I still remember the winter of 1993 when I was shopping medicines for my ailing mother. The street was buzzing with Ganpati bappa morya and on an impulse, I said if my mother survives the dark night, if I don’t take her to the hospital again, I will celebrate this festival as long as I can.
My mother was not confident of my undertaking this massive responsibility and advised I experiment with the existing idols at home for a few years before making commitments to the elephant God. So for the next few years, I allotted a specific to a specific space and worshiped him with regular puja morning and night for 10 days after which my driver, Pramod, a veteran with Ganesh God would immerse the idol into the sea.

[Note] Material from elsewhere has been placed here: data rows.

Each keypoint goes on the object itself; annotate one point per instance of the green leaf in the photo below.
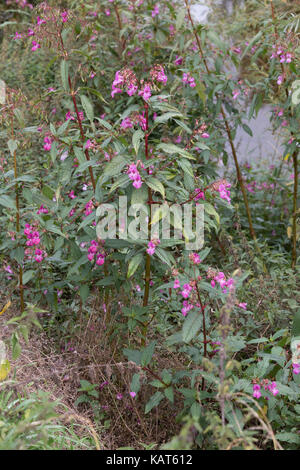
(169, 393)
(28, 275)
(64, 73)
(8, 202)
(154, 401)
(156, 185)
(174, 149)
(136, 139)
(115, 166)
(134, 264)
(147, 353)
(12, 145)
(88, 107)
(84, 292)
(212, 211)
(191, 326)
(180, 19)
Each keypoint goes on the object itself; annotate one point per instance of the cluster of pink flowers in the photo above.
(152, 246)
(178, 60)
(95, 249)
(126, 80)
(42, 210)
(33, 239)
(296, 368)
(187, 78)
(284, 57)
(186, 292)
(199, 194)
(20, 3)
(224, 191)
(134, 175)
(47, 143)
(127, 123)
(223, 283)
(155, 11)
(33, 236)
(254, 186)
(157, 73)
(195, 258)
(272, 387)
(89, 207)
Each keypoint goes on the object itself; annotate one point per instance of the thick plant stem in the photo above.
(227, 127)
(295, 197)
(239, 175)
(22, 307)
(295, 165)
(148, 257)
(81, 131)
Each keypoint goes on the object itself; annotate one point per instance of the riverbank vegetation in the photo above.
(143, 338)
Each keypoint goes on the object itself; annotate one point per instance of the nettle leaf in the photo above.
(135, 383)
(8, 202)
(154, 401)
(165, 117)
(180, 19)
(28, 275)
(88, 107)
(209, 209)
(134, 263)
(115, 166)
(191, 326)
(147, 353)
(12, 145)
(136, 139)
(84, 292)
(173, 149)
(156, 185)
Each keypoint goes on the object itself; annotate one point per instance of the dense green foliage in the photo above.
(189, 349)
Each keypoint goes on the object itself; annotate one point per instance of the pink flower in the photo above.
(155, 11)
(178, 60)
(47, 143)
(199, 194)
(126, 123)
(235, 94)
(273, 389)
(186, 291)
(151, 248)
(243, 305)
(187, 78)
(256, 391)
(40, 21)
(145, 92)
(35, 46)
(64, 16)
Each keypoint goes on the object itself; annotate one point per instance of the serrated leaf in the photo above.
(134, 264)
(88, 107)
(156, 185)
(191, 326)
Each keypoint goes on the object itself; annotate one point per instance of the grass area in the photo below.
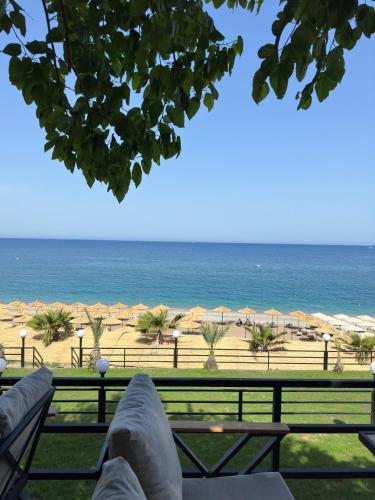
(313, 450)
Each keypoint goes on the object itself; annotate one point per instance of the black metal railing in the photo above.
(307, 406)
(127, 357)
(23, 356)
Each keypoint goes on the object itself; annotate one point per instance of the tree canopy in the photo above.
(113, 80)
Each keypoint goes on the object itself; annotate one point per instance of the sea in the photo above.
(330, 279)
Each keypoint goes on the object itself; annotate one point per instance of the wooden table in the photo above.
(275, 431)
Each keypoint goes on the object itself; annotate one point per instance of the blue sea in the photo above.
(332, 279)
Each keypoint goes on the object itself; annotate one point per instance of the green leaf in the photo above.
(279, 81)
(209, 101)
(137, 174)
(344, 36)
(268, 50)
(12, 49)
(18, 21)
(36, 47)
(260, 87)
(193, 107)
(55, 35)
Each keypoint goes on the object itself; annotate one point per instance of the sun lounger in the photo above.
(142, 450)
(23, 409)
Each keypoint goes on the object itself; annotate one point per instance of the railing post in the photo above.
(80, 352)
(240, 406)
(325, 357)
(175, 353)
(373, 403)
(101, 402)
(276, 417)
(23, 352)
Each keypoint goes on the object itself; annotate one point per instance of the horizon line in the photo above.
(182, 241)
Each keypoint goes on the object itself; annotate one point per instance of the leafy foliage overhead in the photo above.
(113, 79)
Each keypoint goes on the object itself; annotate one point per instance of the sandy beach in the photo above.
(123, 341)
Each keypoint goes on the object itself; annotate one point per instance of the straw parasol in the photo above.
(36, 304)
(119, 305)
(222, 309)
(57, 305)
(16, 303)
(138, 308)
(82, 320)
(132, 322)
(188, 324)
(111, 321)
(158, 309)
(197, 310)
(247, 311)
(24, 319)
(272, 313)
(6, 317)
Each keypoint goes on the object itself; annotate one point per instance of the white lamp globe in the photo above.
(102, 365)
(3, 365)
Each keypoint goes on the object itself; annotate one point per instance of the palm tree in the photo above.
(212, 334)
(97, 329)
(362, 346)
(159, 324)
(263, 338)
(55, 325)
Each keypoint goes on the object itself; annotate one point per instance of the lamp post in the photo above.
(23, 334)
(101, 366)
(3, 365)
(372, 369)
(326, 338)
(176, 334)
(80, 334)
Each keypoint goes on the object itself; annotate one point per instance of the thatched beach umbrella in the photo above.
(37, 304)
(197, 310)
(119, 305)
(6, 317)
(158, 309)
(111, 321)
(132, 322)
(22, 320)
(16, 303)
(223, 310)
(272, 313)
(247, 310)
(139, 307)
(80, 321)
(188, 324)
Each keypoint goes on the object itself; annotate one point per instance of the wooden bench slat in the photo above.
(271, 428)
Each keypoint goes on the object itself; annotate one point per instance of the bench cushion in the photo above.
(262, 486)
(19, 399)
(118, 482)
(141, 434)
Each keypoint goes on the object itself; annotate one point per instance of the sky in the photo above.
(247, 173)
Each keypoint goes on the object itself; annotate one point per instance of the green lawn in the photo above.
(314, 450)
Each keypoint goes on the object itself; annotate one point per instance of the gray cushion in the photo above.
(141, 434)
(118, 482)
(262, 486)
(19, 399)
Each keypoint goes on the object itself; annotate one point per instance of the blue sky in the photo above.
(247, 173)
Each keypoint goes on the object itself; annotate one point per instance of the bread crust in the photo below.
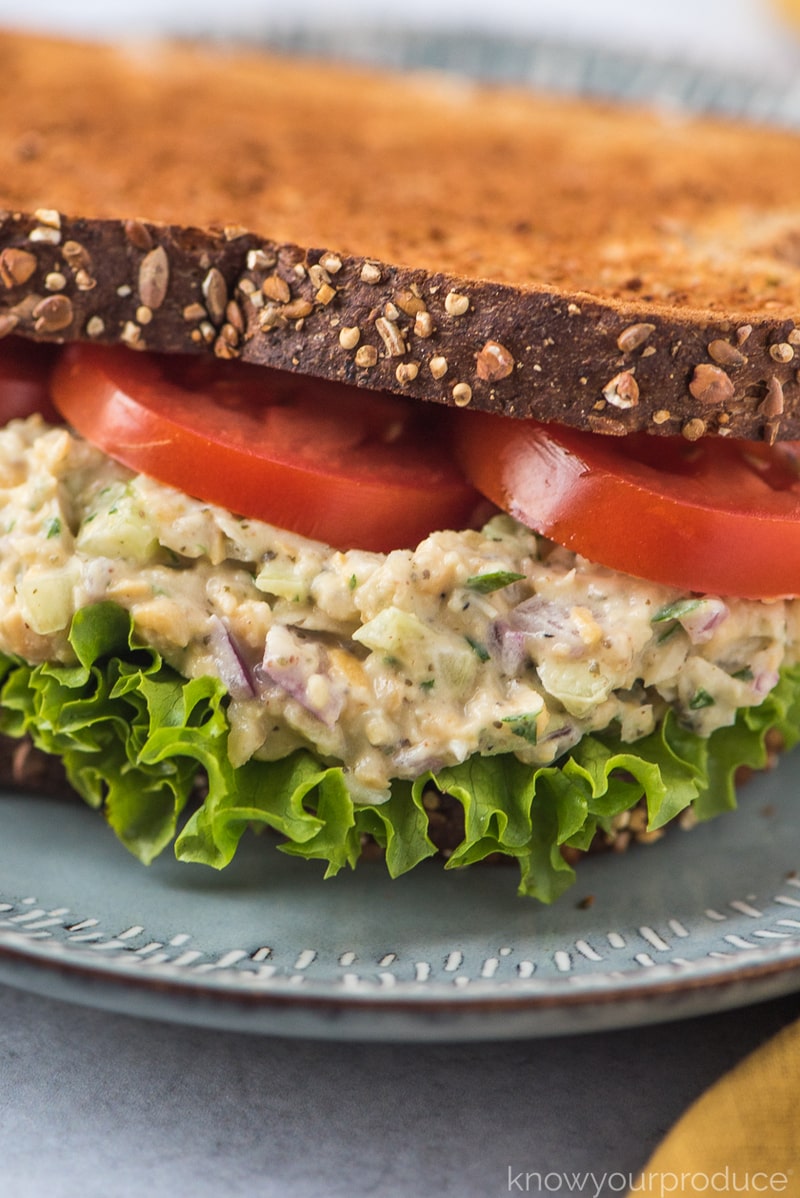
(676, 349)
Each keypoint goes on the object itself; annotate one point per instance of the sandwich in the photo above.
(402, 465)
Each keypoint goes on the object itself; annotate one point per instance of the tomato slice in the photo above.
(355, 469)
(714, 515)
(24, 380)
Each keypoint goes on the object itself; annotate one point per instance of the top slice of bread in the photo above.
(534, 255)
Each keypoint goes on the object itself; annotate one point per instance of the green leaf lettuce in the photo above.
(135, 737)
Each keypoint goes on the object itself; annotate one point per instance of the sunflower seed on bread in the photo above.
(532, 255)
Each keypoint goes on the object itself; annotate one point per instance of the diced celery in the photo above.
(574, 685)
(406, 637)
(282, 578)
(117, 527)
(47, 599)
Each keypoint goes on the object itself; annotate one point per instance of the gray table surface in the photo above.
(102, 1106)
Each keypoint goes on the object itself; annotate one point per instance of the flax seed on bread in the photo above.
(534, 255)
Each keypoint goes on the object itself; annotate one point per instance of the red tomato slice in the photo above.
(338, 464)
(24, 380)
(714, 515)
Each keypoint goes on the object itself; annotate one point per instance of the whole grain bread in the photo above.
(535, 255)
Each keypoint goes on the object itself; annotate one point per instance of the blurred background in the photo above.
(729, 55)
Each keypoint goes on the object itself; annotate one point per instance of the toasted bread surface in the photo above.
(534, 255)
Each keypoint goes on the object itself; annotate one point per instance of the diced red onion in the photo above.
(291, 663)
(231, 665)
(702, 622)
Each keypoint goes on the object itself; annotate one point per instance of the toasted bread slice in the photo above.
(533, 255)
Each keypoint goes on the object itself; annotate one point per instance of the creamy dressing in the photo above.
(479, 641)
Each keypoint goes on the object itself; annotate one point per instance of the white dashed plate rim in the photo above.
(701, 921)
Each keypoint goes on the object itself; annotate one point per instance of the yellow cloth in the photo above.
(743, 1136)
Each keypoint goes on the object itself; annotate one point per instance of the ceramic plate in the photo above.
(698, 921)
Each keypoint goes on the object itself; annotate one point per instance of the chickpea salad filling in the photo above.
(323, 693)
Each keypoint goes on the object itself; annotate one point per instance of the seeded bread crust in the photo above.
(531, 255)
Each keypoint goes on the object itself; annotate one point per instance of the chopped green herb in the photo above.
(676, 610)
(495, 581)
(523, 726)
(479, 649)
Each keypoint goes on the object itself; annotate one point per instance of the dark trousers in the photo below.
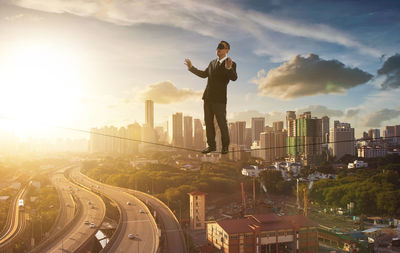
(218, 110)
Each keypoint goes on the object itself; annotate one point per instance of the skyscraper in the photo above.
(341, 138)
(304, 137)
(149, 113)
(175, 129)
(325, 129)
(374, 133)
(188, 131)
(198, 141)
(267, 144)
(290, 122)
(257, 127)
(241, 132)
(277, 126)
(135, 133)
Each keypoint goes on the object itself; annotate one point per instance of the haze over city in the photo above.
(103, 59)
(234, 126)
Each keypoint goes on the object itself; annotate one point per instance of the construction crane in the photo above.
(243, 200)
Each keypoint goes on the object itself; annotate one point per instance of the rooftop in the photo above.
(266, 222)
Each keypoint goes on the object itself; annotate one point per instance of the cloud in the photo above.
(167, 93)
(376, 119)
(320, 111)
(350, 113)
(247, 115)
(210, 18)
(390, 73)
(306, 76)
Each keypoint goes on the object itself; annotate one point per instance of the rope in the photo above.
(199, 151)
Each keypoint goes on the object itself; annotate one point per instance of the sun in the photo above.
(39, 86)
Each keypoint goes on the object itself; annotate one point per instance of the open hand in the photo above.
(228, 63)
(188, 63)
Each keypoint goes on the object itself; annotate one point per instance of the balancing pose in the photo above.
(219, 72)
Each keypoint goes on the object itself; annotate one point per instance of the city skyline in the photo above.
(109, 60)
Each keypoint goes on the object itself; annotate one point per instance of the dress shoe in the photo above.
(225, 150)
(208, 150)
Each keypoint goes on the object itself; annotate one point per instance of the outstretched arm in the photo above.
(197, 72)
(230, 67)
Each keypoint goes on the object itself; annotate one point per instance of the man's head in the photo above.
(223, 49)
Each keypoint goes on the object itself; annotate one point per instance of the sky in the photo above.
(84, 64)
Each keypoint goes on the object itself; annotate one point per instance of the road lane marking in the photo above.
(133, 221)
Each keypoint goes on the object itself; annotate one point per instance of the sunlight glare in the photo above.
(40, 86)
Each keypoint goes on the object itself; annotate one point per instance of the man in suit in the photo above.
(219, 72)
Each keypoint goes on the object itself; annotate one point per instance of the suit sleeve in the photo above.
(199, 73)
(232, 75)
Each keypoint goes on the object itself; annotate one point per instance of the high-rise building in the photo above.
(391, 134)
(247, 138)
(280, 144)
(241, 132)
(291, 123)
(325, 129)
(341, 139)
(134, 133)
(277, 126)
(175, 128)
(198, 134)
(188, 131)
(197, 210)
(149, 113)
(272, 145)
(267, 145)
(304, 137)
(374, 133)
(257, 127)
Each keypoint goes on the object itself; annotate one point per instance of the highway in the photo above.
(173, 233)
(136, 218)
(71, 232)
(16, 223)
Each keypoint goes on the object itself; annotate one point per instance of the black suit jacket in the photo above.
(218, 79)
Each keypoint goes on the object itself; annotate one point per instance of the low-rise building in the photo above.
(252, 171)
(357, 164)
(264, 233)
(371, 152)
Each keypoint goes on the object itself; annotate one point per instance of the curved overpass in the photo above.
(71, 232)
(136, 218)
(17, 222)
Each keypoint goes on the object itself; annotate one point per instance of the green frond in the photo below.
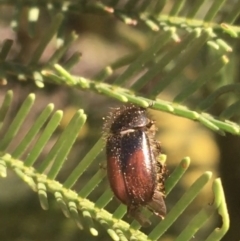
(150, 13)
(41, 178)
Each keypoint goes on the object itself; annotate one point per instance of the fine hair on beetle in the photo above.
(135, 174)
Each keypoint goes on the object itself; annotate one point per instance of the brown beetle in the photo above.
(135, 176)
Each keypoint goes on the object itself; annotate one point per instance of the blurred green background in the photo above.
(102, 39)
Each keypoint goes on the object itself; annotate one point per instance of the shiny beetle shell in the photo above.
(135, 177)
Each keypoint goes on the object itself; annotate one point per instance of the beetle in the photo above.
(135, 176)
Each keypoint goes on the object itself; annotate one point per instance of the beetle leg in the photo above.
(157, 205)
(135, 212)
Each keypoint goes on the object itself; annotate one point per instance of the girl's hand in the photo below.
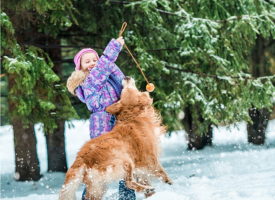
(120, 40)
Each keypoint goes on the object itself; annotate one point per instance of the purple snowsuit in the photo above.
(102, 88)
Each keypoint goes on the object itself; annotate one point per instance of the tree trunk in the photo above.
(256, 131)
(56, 149)
(26, 160)
(195, 141)
(55, 142)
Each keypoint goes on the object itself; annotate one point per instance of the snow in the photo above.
(230, 169)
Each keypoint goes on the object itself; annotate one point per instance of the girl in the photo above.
(98, 83)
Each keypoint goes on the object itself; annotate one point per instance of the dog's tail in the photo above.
(73, 178)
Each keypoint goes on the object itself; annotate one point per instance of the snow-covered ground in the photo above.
(230, 169)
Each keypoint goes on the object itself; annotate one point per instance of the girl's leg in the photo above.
(126, 193)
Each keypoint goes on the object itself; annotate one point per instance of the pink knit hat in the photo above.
(80, 54)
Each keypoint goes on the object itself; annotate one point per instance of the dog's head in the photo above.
(131, 102)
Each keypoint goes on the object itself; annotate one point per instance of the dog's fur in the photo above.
(131, 148)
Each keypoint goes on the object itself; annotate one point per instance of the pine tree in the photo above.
(33, 86)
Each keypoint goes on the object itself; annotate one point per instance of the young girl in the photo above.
(98, 83)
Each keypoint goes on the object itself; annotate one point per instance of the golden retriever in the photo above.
(130, 149)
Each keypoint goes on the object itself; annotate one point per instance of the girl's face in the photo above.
(88, 61)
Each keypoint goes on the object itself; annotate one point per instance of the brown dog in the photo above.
(131, 148)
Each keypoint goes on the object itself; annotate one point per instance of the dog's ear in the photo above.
(145, 99)
(114, 108)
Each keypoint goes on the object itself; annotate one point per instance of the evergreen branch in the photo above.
(218, 77)
(169, 13)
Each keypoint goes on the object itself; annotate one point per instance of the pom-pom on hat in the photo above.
(80, 54)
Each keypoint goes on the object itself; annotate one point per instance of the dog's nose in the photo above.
(127, 78)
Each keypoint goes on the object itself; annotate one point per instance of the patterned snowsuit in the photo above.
(102, 88)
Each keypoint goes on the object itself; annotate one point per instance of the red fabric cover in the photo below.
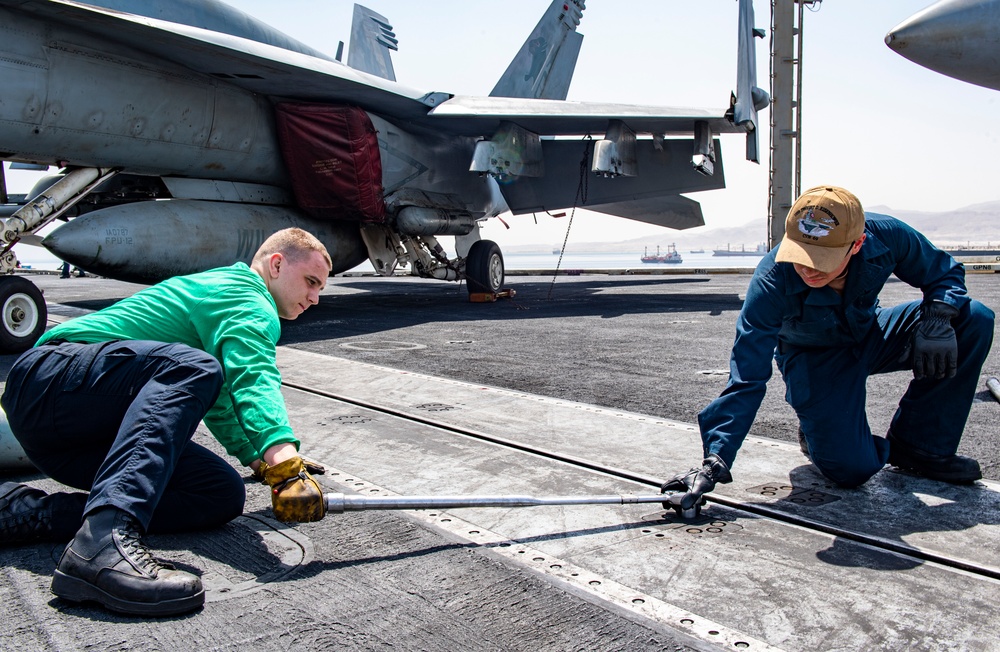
(332, 157)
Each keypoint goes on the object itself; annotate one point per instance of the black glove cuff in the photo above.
(716, 469)
(939, 311)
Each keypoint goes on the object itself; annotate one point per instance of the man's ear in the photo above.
(274, 264)
(860, 241)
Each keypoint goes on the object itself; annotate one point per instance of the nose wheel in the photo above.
(484, 269)
(23, 313)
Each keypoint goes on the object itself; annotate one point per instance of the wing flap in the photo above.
(662, 172)
(672, 212)
(473, 115)
(258, 67)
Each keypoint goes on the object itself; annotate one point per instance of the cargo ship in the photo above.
(670, 257)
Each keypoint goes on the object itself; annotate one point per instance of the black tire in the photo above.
(484, 267)
(23, 314)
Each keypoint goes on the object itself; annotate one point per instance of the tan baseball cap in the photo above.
(821, 226)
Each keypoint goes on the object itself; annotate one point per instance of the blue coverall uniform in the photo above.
(826, 344)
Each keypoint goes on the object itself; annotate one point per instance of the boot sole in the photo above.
(930, 475)
(77, 590)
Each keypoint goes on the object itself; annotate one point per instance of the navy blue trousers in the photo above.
(827, 389)
(116, 419)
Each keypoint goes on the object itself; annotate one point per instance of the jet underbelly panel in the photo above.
(102, 105)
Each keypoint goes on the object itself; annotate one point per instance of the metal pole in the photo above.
(782, 117)
(339, 503)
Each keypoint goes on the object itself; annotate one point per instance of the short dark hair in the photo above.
(292, 243)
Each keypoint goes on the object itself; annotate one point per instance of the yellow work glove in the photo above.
(295, 496)
(312, 468)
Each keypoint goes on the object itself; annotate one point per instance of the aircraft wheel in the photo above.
(23, 313)
(484, 267)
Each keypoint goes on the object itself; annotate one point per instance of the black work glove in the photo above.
(935, 349)
(697, 482)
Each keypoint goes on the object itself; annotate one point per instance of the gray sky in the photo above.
(894, 133)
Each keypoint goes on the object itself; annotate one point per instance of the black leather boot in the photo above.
(956, 469)
(108, 563)
(28, 514)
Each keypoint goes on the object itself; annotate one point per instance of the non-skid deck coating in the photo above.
(777, 584)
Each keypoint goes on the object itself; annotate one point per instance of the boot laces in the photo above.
(132, 545)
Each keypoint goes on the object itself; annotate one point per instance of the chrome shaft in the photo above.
(339, 503)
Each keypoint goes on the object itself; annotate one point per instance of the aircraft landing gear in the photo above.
(23, 314)
(484, 270)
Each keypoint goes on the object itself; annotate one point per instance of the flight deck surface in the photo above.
(403, 390)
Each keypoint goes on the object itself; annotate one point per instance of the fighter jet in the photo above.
(957, 38)
(187, 131)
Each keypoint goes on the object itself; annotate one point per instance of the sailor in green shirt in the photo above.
(108, 402)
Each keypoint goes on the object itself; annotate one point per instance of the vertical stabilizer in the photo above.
(543, 67)
(371, 39)
(749, 97)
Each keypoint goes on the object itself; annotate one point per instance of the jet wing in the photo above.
(278, 72)
(253, 65)
(481, 115)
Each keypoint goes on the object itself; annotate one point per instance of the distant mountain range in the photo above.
(972, 226)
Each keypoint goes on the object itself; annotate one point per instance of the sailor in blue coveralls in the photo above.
(812, 305)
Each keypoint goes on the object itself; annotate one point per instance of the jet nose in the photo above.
(957, 38)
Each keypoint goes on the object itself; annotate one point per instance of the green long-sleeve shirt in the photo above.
(229, 314)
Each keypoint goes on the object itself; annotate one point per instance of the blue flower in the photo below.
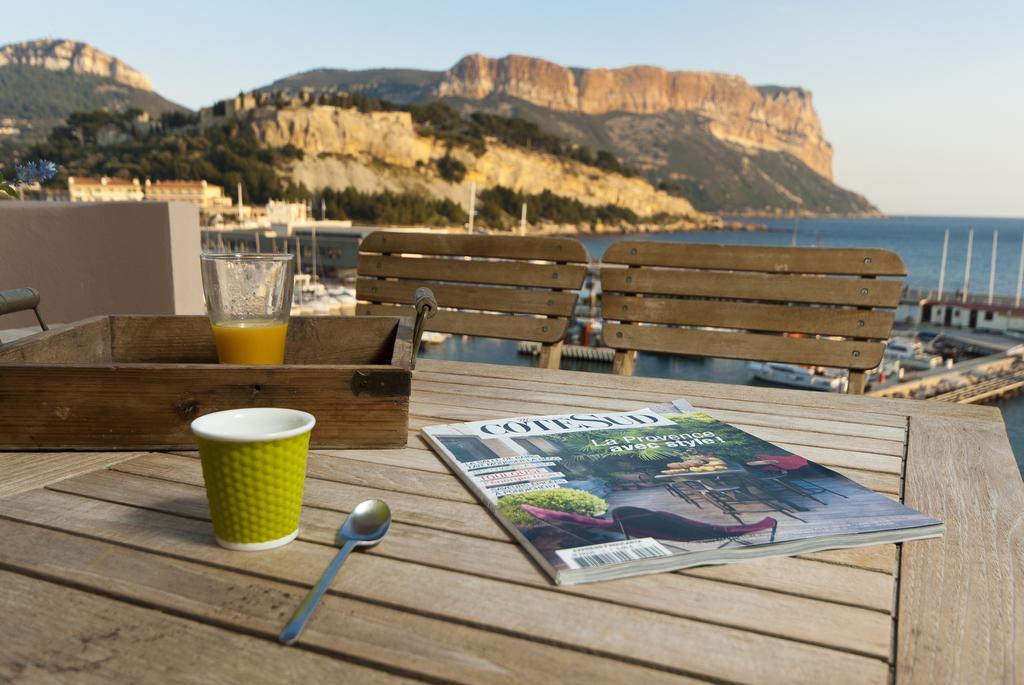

By 1999 I had exhausted all the idols at home and immersed them into the sea and in 2000 my mother passed away in her sleep. In the same year, I was returning home from work late evening when I found a man selling Ganesha idols on the road. Without thinking I stopped the car and picked a small idol. My mother had gone but God had arrived home to bless me and has been coming ever since.
The years 2002 to 2007 are a blur. Every year on the eve of the festival I brought him home the previous night and like all growing children, he was always an inch taller than the previous year. He ate what I served him and went to bed when I was tired. Before leaving to work I offered him his pen and paper and I assume he loved his privacy and silence as much as I loved mine. In the evening we shared our day and load of work. I discovered he valued his privacy as much as I did. The neighbors got wind of my association with him only when I bid him farewell. Some of them came ahead for a closer look, asked questions, while others stepped aside and just stared at him. He has that aura. People always stand and stare when he passes by!